On March 26, the New York Post reported “state lawmakers are set to make it easier for teachers, cops and other state workers to pad their pensions—and leave taxpayers footing the nearly $4 billon bill….”

Under Tier 6, a retiree’s final benefit is based on average salary over the last five years on the job.

Under the new legislation, the final average salary will be based on the last three years of service.

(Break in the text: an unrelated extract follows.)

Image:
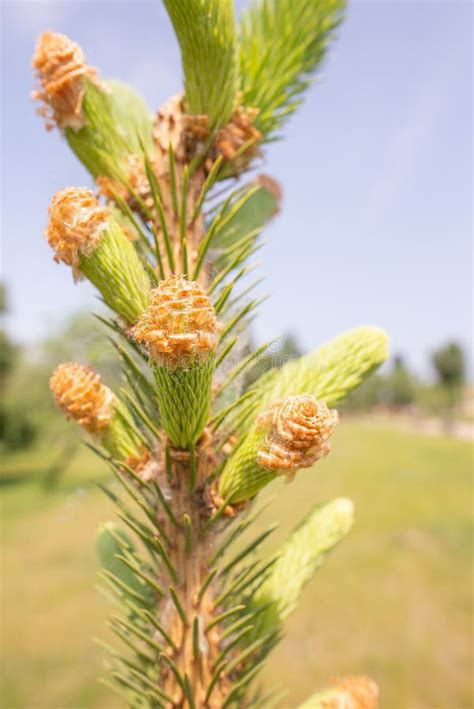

Empire Center analyst Ken Girardin has written that the new rule “would retroactively increase the pensions for a small group of people who have retired in the past two years and raise the future pensions for roughly half of New York’s public-sector workforce.”

This is an outrageous tax burden to place on civilian taxpayers, many of whom are struggling to make ends meet and do not have a guaranteed defined benefit pension plan.

Contact your state legislators and tell them this expensive and unfair sop to the unions must be rejected.

The New York Conservative Party, of which I am a member, should deny its nomination to any Republican who supports the pension giveaway.